Both Agree that Kindness Is Essential for Future Success, Even More Than Good Grades
NEW YORK, NY -- Parents and teachers in the United States worry that their children are living in an unkind world, that people do not go out of their way to help others, and believe that children need strong social-emotional skills to succeed in life, according to a new survey commissioned by Sesame Workshop called “K is for Kind: A National Survey On Kindness and Kids.”
Nearly three-quarters of parents and almost four-fifths of teachers say they “often” worry the world is an unkind place for children. At the same time, parents and teachers clearly see the importance of having strong social-emotional skills. Almost three-quarters of parents believe it is very important for their child to be accepting of others, to be polite and to have manners while about three-quarters of both parents and teachers prioritize kindness over academic achievement. “Getting good grades” was one of the least important attributes for children with less than half of parents and only about a tenth of teachers describing it as “very important.”

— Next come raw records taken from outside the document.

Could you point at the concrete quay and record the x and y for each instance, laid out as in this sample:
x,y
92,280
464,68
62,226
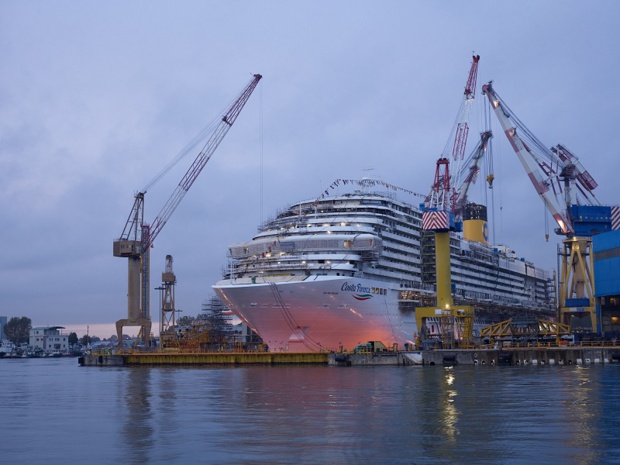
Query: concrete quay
x,y
438,357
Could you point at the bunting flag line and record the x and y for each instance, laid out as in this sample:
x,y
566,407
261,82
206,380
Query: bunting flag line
x,y
368,183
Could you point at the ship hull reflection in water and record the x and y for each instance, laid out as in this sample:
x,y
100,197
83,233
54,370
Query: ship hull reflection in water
x,y
310,415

“Sesame undertook this study because we, ourselves, felt that the world seemed to be lacking in empathy and were concerned what the long-term impact of that would be on children and society
as children grow older,” said Sesame Workshop CEO, Jeffrey D. Dunn. “This survey confirms our concerns. It is time to have a national conversation about kindness. We hope that this is a first step towards doing that.”
What does kindness mean, exactly? Parents and teachers rank children more highly on being generally “kind” than they do on actual behaviors of kindness, including being “thoughtful” and “helpful.” Furthermore, parents rated being polite as more important than being considerate or helpful, and more than half of the parents surveyed ranked manners more important than empathy.
“This suggests that we need to focus more on practicing the actual behaviors involved in being kind, not just encouraging an abstract concept of kindness,” said Dr. Jennifer Kotler Clarke, Vice President of Research and Evaluation at Sesame Workshop.
Who is responsible for teaching kindness? Teachers believe parents are not doing enough to cultivate kindness. Less than half of teachers believe that “all” or “most” parents are raising their children to be respectful and only about a third believe “all” or “most” parents are raising children to be empathetic and kind.
But parents report they are actively teaching kindness to their children. Three-fourths of parents report that they talk to their children at least a few times a week or more about seeing things from other people’s points of view. As a result, nine in 10 parents describe their own child as kind, and over half of the parents report that their child is more kind than the average child.
Ultimately, most respondents agree that it is incumbent upon all of us to make the world a better place. Over four-fifths of both parents and teachers believe that people are responsible for both their own families and others in society, not just their own families.
“Many years of research have shown that social-emotional skills – like empathy, kindness and social skills – are critical to success across a variety of different measures as children develop,” said Dr. Stephanie Jones, the Marie and Max Kargman Associate Professor and Co-Director of the Making Caring Common Project at The Harvard Graduate School of Education. “These findings can help spur much needed conversations about how to raise caring and emphatic children.”